As an "emerging growth company", we are not required to, among other things, (i)
provide an auditor's attestation report on our system of internal controls over
financial reporting pursuant to Section 404, (ii) provide all of the
compensation disclosure that may be required of non-emerging growth public
companies under the Dodd-Frank Wall Street Reform and Consumer Protection Act,
(iii) comply with any requirement that may be adopted by the PCAOB regarding
mandatory audit firm rotation or a supplement to the auditor's report providing
additional information about the audit and the condensed financial statements
(auditor discussion and analysis), and (iv) disclose certain executive
compensation related items such as the correlation between executive
compensation and performance and comparisons of the CEO's compensation to median
employee compensation. These exemptions will apply for a period of five years
following the completion of our IPO or until we are no longer an "emerging
growth company," whichever is earlier.
Common Stock Subject to Possible Redemption
We account for shares of common stock subject to possible redemption in
accordance with the guidance in FASB Accounting Standards Codification ("ASC")
Topic 480, Distinguishing Liabilities from Equity. Common stock subject to
mandatory redemption (if any) is classified as a liability instrument and is
measured at fair value. Conditionally redeemable common stock (including common
stock that features redemption rights that are either within the control of the
holder or subject to redemption upon the occurrence of uncertain events not
solely within the Company's control) is classified as temporary equity. At all
other times, shares of common stock are classified as a component of
stockholders' equity. Our common stock features certain redemption rights that
are considered to be outside of the Company's control and subject to the
occurrence of uncertain future events. Accordingly, common stock subject to
possible redemption is presented at redemption value as temporary equity,
outside of the stockholders' equity section of the condensed balance sheets.
Derivative Financial Instruments
We evaluate our financial instruments to determine if such instruments are
derivatives or contain features that qualify as embedded derivatives in
accordance with ASC Topic 815, Derivatives and Hedging. Derivative instruments
are recorded at fair value on the grant date and re-valued at each reporting
date, with changes in the fair value reported in the statements of operations.

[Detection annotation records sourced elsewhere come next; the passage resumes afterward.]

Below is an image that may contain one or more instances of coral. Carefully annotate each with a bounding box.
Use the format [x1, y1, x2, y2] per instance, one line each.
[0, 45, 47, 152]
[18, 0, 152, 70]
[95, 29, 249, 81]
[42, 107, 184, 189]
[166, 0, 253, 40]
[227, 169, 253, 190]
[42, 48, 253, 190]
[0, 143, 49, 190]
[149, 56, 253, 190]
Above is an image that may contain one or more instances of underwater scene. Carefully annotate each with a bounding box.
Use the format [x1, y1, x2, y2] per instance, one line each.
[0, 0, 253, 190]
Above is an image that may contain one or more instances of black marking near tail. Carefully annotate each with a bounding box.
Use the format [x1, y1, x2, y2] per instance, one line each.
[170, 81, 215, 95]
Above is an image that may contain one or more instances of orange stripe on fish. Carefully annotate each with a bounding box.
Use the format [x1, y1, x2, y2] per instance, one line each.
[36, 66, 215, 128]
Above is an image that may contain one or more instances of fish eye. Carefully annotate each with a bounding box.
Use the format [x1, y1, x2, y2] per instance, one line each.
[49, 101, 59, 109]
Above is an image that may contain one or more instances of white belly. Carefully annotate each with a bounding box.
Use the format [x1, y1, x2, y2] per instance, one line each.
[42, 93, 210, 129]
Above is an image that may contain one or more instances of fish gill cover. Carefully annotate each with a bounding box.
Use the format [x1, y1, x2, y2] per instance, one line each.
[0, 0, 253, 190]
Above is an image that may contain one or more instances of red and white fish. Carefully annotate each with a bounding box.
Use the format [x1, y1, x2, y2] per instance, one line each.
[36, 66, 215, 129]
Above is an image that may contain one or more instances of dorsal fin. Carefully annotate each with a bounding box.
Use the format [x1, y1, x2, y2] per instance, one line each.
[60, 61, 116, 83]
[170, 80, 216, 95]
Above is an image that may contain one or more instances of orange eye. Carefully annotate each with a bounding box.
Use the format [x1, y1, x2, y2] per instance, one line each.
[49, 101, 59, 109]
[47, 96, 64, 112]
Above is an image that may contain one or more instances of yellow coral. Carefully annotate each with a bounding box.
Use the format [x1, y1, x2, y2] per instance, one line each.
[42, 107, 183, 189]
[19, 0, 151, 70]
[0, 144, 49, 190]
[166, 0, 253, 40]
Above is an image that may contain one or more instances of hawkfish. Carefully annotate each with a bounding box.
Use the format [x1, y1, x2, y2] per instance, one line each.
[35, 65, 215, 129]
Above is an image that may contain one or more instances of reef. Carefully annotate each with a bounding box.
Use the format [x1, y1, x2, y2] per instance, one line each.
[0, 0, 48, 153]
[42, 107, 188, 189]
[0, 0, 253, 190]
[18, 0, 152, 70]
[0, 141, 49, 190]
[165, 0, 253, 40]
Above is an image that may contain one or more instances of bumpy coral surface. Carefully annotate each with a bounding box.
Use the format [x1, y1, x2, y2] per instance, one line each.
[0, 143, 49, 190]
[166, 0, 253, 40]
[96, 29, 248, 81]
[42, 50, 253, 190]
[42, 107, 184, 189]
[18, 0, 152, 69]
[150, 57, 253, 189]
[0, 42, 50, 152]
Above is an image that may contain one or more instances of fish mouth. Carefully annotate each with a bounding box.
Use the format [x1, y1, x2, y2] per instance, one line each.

Derivative assets and liabilities are classified in the condensed balance sheet
as current or non-current based on whether or not net-cash settlement or
conversion of the instrument could be required within 12 months of the balance
sheet date. We have determined the warrants are a derivative instrument.

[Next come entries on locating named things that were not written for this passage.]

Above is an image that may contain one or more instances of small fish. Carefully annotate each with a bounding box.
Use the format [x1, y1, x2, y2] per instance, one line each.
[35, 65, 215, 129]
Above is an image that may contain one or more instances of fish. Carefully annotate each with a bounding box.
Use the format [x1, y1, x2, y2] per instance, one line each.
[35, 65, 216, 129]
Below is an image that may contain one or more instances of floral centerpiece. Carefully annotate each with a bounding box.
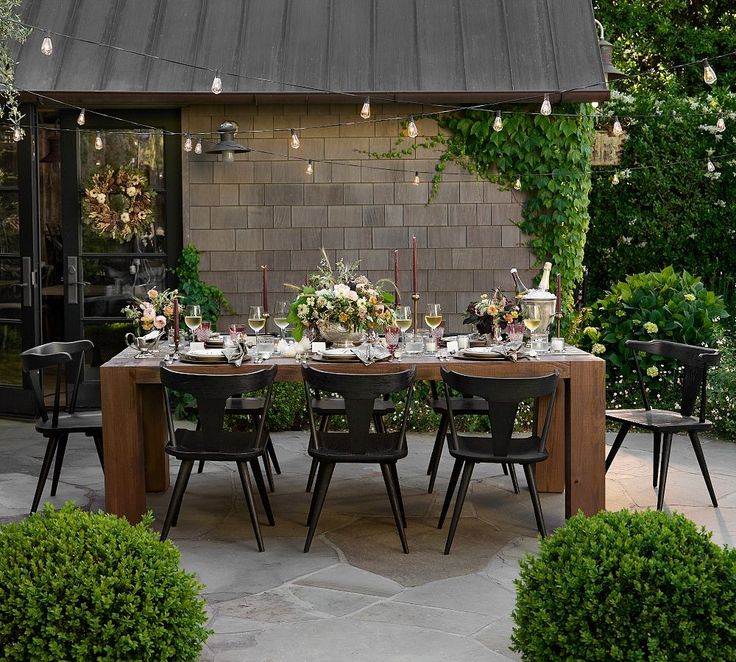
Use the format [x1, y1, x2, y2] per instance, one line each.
[287, 251, 394, 340]
[120, 288, 179, 335]
[463, 289, 522, 336]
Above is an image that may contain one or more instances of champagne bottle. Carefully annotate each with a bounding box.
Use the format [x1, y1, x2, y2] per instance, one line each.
[511, 268, 529, 301]
[539, 262, 552, 292]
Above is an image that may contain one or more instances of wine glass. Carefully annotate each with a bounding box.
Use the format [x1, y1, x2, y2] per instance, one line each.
[424, 303, 442, 330]
[248, 306, 266, 344]
[184, 304, 202, 342]
[273, 301, 291, 340]
[396, 306, 411, 344]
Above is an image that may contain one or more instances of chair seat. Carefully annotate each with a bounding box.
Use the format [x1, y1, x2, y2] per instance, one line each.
[36, 411, 102, 437]
[448, 435, 549, 464]
[606, 409, 712, 432]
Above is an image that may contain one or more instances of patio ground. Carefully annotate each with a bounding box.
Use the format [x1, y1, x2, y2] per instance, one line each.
[0, 420, 736, 662]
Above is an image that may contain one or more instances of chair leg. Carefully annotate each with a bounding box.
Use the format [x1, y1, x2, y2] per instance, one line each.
[304, 462, 335, 554]
[689, 432, 718, 508]
[51, 434, 69, 496]
[437, 459, 463, 529]
[657, 433, 672, 510]
[236, 462, 265, 552]
[31, 437, 58, 513]
[427, 413, 450, 494]
[250, 458, 275, 526]
[524, 464, 547, 538]
[606, 423, 631, 473]
[445, 462, 475, 554]
[161, 460, 194, 540]
[381, 462, 409, 554]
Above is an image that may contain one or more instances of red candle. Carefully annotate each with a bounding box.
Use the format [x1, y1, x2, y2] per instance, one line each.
[261, 264, 268, 313]
[394, 250, 401, 306]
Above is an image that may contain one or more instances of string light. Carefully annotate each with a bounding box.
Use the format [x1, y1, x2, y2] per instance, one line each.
[539, 94, 552, 115]
[703, 58, 718, 85]
[716, 111, 726, 133]
[612, 115, 624, 136]
[41, 32, 54, 57]
[211, 69, 222, 94]
[289, 129, 302, 149]
[493, 110, 503, 132]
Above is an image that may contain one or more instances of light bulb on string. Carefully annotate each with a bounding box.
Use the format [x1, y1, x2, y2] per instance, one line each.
[210, 69, 222, 94]
[716, 111, 726, 133]
[611, 115, 624, 136]
[41, 32, 54, 57]
[289, 129, 302, 149]
[539, 94, 552, 115]
[703, 58, 718, 85]
[493, 110, 503, 132]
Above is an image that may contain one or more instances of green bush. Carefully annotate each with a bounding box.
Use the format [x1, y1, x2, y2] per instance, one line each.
[512, 510, 736, 662]
[579, 267, 728, 407]
[0, 503, 210, 662]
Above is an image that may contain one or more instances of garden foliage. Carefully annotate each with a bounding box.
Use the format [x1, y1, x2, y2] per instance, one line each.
[512, 510, 736, 662]
[0, 503, 210, 662]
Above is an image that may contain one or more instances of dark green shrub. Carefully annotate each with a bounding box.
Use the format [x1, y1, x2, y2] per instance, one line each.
[0, 503, 209, 662]
[512, 510, 736, 662]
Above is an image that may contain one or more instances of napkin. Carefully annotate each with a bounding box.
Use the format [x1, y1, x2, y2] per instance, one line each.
[351, 342, 391, 365]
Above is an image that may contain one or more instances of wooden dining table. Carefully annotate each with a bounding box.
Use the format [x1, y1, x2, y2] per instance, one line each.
[100, 348, 606, 522]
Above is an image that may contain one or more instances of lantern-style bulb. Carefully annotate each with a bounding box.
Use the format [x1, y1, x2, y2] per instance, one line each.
[41, 32, 54, 57]
[539, 94, 552, 115]
[211, 70, 222, 94]
[716, 111, 726, 133]
[289, 129, 302, 149]
[703, 58, 718, 85]
[493, 110, 503, 132]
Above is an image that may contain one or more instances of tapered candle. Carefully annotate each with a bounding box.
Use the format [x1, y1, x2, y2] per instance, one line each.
[394, 250, 401, 306]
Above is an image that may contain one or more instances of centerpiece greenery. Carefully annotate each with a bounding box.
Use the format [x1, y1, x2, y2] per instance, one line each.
[287, 250, 394, 340]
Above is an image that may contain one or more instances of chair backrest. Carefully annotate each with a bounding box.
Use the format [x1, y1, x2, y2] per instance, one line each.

ASC 470-20, Debt with Conversion and Other Options, addresses the allocation of
proceeds from the issuance of convertible debt into its equity and debt
components. We apply this guidance to allocate IPO proceeds from the Units
between Class A common stock and warrants, using the residual method by
allocating IPO proceeds first to fair value of the warrants and then the Class A
common stock.
Recent Accounting Standards
Our management does not believe that any recently issued, but not yet effective,
accounting standards if currently adopted would have a material effect on the
accompanying condensed financial statements.